”He has also set eternity in the human heart.” Ecc 3:11
Christmas is my absolute favorite time of year. It is focused on close relationships, hearth, and generosity. Why do so many of us love Christmas? I have come to believe it is because Christmas is centered on a theme that I think is very near and dear to our hearts: Hope. And if you don’t believe me, suicide rates drop around Christmas. Seems contrary to nature, but I googled it (Yep, this is what I do in my spare time). Yes, Christmas awakens Hope. And without Hope the heart aches in pain, “Hope deferred makes the heart sick” (Prov 13:12). If you deprive yourself of hope, you will deprive yourself of life. Hope enables you to live and endure the present circumstances of life because for you to have hope there is something you must be looking forward to and holding on to that gives you the strength to move forward.
Which leads me to my next observation. Christmas has another side to it, a side that is less than enjoyable. This side of Christmas can inspire a love-hate relationship to the holiday. Christmas has a strange way of awakening longings in each of us. We start to pine away for the things we don’t have. And if you are still unsure, just think about how we begin the holidays with the biggest shopping day of the year - Black Friday.
We all have our own version of Christmas, the way we wish Christmas was and the things we long for - we long for our own version of the perfect family, one in which our family was closer and more loving. A family that is like the kinds you see on Lifetime TV around Christmastime. Or you may long for the perfect husband or children. You may long for a victorian mansion and white picket fence. We each have our own version of the perfect Christmas, the way we think life should be. And it is around Christmas that we are reminded that it is not that way at all. Yes, Christmas awaken longings for a better life.
Why do we long for so much? Why do hopes and dreams lead to despair? Because we all have our own version of heaven in this life and we can’t have it. Because what we are really longing for is heaven. Eternity, or Paradise, is written on our hearts. We were meant for eternity. It doesn’t take long to reach the conclusion that this life is not paradise. It’s earth. It was paradise. But then came the Fall. And now it is a fallen world.

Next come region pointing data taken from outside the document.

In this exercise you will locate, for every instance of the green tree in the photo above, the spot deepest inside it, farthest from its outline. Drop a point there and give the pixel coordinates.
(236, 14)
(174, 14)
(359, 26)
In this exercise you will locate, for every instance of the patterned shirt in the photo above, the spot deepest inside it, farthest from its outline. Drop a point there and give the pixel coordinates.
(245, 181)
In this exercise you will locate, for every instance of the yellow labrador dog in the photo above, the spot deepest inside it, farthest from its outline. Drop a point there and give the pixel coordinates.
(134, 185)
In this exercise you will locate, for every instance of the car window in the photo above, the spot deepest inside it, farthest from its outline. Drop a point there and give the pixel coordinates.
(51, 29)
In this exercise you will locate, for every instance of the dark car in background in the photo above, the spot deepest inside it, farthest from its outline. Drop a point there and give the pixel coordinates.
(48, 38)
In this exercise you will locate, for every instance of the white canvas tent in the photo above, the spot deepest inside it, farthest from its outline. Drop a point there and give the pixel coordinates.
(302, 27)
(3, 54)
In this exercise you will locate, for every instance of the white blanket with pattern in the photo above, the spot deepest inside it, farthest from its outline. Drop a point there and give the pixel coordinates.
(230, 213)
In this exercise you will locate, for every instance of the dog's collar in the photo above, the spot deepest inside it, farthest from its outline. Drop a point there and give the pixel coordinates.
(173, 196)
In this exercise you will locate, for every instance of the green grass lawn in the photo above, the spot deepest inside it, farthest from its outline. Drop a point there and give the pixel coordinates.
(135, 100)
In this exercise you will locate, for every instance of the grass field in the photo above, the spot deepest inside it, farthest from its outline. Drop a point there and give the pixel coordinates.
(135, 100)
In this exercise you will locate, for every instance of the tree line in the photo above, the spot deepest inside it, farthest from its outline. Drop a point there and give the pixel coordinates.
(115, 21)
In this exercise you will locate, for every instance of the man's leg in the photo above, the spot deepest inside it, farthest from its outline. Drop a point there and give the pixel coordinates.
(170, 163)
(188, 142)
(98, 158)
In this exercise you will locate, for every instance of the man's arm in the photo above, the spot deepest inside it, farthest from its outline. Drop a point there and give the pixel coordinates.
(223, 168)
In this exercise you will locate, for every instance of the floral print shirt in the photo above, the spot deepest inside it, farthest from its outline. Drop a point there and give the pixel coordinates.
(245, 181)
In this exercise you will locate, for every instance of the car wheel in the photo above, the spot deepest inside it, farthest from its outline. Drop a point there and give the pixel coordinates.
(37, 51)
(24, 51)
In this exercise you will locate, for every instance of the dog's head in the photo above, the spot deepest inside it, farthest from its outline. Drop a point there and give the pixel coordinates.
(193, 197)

I find myself wandering: is there any remedy for this? Are we doomed pine away and long for what we cannot have in this life? I think to a certain degree that is true. We cling to the hope that comes from the return of Christ and eternity with Him. But I also think that in a way, God is the piece of heaven that we have on this earth. I say piece because we do not yet fully know God “for now we see only a reflection as in a mirror; then we shall see face to face. Now I know in part; then I shall know fully, even as I am fully known” (1 Cor 13:12). He is where heaven meets earth.
“Once, on being asked by the Pharisees when the kingdom of God would come, Jesus replied, “The coming of the kingdom of God is not something that can be observed, nor will people say, ‘Here it is,’ or ‘There it is,’ because the kingdom of God is within you.” (Luke 17:20-21). The more we know Him the more His kingdom becomes a reality within us. If you are following Christ and believing in Him, as you grow in knowledge of God, you will experience more and more of heaven and His kingdom will be lived out through you. I think in a sense, if you believe and follow Christ as the Way, the Truth, and the Life, heaven is inside of you, just not to its full measure.